Stating to others what one is thankful for on Thanksgiving Day is a rite among many Americans that should be commended.
Here’s some of what was on the mind of President George Washington, as expressed in his Thanksgiving proclamation of Oct. 3, 1789.
His thoughts reflect a much more openly religious era in U.S. history, as his thanks are devoted to the “great and glorious Being, who is the beneficent Author of all the good that was, that is, or that will be.” But they also are filled with ideals that are not bound by time or by any religion.

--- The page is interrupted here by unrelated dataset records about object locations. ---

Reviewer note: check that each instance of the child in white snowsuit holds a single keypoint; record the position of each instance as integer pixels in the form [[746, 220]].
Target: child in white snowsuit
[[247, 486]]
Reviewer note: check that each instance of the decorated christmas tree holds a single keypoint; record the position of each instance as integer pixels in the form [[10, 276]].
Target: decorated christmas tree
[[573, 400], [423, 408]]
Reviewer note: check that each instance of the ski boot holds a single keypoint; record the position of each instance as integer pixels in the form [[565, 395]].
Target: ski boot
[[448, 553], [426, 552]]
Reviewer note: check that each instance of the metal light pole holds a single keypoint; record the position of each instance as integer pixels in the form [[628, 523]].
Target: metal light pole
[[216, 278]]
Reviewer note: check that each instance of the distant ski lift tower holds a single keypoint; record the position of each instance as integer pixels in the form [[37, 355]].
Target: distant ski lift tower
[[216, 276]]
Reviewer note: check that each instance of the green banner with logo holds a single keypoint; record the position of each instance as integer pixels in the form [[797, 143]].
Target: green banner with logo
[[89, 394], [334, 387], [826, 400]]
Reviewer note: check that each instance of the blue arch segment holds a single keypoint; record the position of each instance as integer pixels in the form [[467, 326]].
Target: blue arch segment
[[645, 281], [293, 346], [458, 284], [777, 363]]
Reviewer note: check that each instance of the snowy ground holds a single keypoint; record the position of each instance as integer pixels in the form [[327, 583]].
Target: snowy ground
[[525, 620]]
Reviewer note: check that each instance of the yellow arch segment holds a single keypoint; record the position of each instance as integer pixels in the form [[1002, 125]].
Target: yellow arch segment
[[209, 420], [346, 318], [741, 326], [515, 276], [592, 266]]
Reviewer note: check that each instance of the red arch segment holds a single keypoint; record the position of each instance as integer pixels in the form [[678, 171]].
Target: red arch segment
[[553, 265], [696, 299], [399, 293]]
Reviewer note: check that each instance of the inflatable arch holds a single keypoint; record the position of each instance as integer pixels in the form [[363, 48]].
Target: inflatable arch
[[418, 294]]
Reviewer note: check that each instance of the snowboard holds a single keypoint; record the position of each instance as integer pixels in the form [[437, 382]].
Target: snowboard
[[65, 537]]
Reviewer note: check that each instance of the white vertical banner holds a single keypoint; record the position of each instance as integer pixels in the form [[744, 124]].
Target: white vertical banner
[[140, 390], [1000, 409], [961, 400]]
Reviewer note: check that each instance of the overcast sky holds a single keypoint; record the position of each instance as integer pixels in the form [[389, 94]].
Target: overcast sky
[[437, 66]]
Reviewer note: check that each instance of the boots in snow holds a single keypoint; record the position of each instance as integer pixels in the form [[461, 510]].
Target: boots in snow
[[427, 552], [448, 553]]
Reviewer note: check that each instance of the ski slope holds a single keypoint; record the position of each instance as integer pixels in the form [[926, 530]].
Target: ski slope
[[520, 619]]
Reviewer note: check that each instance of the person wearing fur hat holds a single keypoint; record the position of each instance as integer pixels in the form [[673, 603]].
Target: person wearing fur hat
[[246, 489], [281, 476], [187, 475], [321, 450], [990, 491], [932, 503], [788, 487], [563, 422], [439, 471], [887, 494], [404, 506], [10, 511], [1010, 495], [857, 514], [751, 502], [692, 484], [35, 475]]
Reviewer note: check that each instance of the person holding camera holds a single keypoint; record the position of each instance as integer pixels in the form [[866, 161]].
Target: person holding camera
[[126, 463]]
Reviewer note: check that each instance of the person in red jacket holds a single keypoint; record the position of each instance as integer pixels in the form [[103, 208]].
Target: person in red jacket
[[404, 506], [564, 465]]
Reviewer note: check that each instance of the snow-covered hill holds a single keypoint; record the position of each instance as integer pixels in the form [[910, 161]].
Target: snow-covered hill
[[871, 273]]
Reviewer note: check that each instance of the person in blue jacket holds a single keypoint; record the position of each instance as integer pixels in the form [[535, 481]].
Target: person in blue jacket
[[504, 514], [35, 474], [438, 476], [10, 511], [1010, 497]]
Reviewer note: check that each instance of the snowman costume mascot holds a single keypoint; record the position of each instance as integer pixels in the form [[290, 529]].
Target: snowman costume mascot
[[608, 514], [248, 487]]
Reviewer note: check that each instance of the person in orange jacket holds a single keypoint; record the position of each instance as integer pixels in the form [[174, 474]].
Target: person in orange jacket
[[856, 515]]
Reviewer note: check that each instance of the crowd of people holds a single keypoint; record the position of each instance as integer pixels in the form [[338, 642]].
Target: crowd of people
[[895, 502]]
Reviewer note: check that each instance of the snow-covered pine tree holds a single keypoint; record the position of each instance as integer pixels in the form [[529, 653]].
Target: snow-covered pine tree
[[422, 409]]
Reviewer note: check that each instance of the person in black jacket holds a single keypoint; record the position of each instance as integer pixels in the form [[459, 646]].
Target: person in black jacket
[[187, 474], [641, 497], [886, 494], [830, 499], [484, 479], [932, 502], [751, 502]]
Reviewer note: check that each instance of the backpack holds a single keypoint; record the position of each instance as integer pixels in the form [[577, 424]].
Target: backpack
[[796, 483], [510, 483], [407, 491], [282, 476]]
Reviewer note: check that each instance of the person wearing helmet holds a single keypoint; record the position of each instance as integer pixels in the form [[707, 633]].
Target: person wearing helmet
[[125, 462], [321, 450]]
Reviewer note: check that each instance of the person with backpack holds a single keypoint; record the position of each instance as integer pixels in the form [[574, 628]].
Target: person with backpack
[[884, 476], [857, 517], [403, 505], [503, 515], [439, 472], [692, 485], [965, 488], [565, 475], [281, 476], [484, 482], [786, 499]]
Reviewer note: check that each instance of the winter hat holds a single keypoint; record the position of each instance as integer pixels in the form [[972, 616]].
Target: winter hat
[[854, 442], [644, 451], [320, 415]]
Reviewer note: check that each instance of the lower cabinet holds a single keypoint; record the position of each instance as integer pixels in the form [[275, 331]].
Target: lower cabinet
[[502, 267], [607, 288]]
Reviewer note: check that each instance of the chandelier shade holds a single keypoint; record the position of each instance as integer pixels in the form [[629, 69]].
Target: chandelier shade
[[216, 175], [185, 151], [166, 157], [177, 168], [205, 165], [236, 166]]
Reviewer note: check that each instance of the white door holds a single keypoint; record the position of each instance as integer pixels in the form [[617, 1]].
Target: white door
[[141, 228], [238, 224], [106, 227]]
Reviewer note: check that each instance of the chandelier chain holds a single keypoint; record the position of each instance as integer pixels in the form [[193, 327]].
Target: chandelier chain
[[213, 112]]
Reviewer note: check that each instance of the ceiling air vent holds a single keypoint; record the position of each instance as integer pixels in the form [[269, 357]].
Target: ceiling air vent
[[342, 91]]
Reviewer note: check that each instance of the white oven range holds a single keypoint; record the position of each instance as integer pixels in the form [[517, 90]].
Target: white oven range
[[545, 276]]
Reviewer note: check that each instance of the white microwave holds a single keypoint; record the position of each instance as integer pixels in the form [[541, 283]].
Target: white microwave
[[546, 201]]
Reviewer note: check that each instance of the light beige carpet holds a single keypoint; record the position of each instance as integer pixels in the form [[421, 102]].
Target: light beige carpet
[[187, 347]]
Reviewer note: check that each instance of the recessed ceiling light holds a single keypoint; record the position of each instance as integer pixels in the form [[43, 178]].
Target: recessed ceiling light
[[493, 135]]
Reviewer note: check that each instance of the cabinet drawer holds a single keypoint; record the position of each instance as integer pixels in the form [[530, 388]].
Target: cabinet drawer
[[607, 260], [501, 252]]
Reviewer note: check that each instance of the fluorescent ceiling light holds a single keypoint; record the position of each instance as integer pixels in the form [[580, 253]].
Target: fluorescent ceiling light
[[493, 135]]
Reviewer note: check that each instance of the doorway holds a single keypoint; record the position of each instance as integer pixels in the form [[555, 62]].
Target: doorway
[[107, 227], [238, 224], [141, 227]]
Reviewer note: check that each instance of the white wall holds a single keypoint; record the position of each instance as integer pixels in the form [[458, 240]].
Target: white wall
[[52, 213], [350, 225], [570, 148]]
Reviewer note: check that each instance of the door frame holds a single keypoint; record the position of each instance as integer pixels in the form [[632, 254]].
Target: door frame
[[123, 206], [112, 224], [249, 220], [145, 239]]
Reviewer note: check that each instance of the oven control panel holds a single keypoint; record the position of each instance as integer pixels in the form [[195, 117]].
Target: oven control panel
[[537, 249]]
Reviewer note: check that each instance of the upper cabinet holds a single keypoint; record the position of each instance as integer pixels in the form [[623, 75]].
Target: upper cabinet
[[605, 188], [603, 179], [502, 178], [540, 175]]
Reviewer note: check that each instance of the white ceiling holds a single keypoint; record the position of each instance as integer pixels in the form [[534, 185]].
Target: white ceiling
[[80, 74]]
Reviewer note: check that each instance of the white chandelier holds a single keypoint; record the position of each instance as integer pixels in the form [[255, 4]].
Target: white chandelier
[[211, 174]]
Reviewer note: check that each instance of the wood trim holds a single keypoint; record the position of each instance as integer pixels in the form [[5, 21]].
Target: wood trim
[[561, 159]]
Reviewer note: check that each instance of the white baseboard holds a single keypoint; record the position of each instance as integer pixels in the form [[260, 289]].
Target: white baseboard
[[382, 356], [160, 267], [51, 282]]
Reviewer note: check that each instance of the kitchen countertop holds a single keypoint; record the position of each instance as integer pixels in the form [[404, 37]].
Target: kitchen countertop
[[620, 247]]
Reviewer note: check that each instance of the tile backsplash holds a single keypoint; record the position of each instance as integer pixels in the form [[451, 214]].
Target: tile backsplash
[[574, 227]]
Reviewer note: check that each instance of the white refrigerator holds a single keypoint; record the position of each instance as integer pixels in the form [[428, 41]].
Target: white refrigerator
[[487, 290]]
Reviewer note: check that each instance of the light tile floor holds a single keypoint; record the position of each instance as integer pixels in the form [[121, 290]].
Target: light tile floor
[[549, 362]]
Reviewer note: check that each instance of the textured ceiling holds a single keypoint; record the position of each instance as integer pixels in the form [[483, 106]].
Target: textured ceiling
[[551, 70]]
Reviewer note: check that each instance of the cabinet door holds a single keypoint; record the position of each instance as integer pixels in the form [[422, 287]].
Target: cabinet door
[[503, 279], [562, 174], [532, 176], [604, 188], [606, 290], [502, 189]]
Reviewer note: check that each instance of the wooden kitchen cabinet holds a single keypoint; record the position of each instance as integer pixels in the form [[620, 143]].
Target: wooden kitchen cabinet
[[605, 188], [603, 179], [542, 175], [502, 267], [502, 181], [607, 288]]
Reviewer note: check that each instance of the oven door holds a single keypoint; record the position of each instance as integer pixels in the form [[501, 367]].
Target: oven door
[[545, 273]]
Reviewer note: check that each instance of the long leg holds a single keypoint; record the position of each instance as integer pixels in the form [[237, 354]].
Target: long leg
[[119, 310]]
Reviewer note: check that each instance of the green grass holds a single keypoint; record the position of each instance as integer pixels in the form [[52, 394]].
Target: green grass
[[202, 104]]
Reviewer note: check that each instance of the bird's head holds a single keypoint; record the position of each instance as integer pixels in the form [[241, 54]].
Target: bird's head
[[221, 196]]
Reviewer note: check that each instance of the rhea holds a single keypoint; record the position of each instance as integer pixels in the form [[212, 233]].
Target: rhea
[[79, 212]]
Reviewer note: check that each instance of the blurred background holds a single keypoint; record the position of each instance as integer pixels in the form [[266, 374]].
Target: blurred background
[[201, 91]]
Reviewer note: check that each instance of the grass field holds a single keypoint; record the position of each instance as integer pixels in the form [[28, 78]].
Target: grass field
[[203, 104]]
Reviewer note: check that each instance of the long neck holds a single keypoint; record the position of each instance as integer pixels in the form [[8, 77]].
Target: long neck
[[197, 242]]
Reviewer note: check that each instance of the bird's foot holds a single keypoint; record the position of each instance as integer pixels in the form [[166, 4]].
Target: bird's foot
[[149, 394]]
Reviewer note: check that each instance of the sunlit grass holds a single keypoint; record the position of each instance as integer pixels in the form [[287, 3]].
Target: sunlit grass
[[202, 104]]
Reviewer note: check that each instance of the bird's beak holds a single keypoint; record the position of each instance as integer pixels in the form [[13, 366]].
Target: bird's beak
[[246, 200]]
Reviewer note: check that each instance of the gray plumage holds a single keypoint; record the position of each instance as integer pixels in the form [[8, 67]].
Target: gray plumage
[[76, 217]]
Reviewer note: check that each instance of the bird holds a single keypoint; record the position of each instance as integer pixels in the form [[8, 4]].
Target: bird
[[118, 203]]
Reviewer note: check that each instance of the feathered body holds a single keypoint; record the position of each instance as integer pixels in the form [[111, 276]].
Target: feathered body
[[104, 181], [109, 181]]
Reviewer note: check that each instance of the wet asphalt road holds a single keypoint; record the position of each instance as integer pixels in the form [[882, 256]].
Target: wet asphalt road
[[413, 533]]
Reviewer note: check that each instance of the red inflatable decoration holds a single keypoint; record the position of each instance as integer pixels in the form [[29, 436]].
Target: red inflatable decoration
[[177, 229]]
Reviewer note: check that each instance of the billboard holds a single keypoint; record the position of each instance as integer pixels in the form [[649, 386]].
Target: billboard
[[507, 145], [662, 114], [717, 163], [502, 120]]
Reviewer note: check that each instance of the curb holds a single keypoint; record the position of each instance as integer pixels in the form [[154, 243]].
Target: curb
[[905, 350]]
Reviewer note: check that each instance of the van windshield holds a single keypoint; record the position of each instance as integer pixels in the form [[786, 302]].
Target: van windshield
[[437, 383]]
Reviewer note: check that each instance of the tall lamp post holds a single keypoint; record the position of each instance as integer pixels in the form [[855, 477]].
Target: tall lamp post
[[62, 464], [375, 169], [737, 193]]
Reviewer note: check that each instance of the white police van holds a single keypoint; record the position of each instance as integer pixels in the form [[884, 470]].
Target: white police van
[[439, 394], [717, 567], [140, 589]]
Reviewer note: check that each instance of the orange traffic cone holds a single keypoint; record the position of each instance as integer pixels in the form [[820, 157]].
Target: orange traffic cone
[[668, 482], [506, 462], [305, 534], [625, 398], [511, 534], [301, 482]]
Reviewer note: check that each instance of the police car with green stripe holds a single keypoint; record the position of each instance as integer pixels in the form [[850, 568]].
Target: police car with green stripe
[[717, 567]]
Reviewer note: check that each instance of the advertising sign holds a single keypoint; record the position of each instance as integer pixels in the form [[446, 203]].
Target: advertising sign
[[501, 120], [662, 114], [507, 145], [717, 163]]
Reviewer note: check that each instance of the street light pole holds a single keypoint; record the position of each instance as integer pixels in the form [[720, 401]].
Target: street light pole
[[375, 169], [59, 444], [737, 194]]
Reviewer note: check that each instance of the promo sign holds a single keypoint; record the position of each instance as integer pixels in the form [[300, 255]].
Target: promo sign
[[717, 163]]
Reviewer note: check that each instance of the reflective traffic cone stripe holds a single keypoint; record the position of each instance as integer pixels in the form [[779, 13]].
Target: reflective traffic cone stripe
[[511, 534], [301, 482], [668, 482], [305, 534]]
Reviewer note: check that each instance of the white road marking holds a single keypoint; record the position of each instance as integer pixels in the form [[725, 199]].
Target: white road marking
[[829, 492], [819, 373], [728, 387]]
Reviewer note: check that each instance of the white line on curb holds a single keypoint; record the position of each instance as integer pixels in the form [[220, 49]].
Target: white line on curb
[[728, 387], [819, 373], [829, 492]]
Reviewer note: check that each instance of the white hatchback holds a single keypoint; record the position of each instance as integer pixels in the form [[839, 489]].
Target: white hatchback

After calling on all citizens to unite in thanking God for his care shown before the nation was formed and his mercies during the Revolutionary War, which had ended successfully just six years earlier, Washington continues by offering thanks, as follows:
” – for the great degree of tranquility, union, and plenty, which we have since enjoyed
– for the peaceable and rational manner, in which we have been enabled to establish constitutions of government for our safety and happiness, and particularly the national One now lately instituted
– for the civil and religious liberty with which we are blessed; and the means we have of acquiring and diffusing useful knowledge; and in general for all the great and various favors which he hath been pleased to confer upon us.”
Unity, peace, plenty, safety, happiness, knowledge and liberty. An impressive list of blessings to be thankful for. But Washington goes further and includes some supplications:
“… to pardon our national and other transgressions
– to enable us all, whether in public or private stations, to perform our several and relative duties properly and punctually
– to render our national government a blessing to all the people, by constantly being a Government of wise, just, and constitutional laws, discreetly and faithfully executed and obeyed
– to protect and guide all Sovereigns and Nations (especially such as have shewn kindness unto us) and to bless them with good government, peace, and concord
– to promote the knowledge and practice of true religion and virtue, and the encrease of science among them and us
– and generally to grant unto all Mankind such a degree of temporal prosperity as he alone knows to be best.”
Also a great list of requests: for pardon, for steadfastness, for wise and virtuous leadership.
The syntax and some spellings may be archaic, but on Nov. 28, 2019, in a divided America, our first president’s thoughts and prayers are well worth contemplating.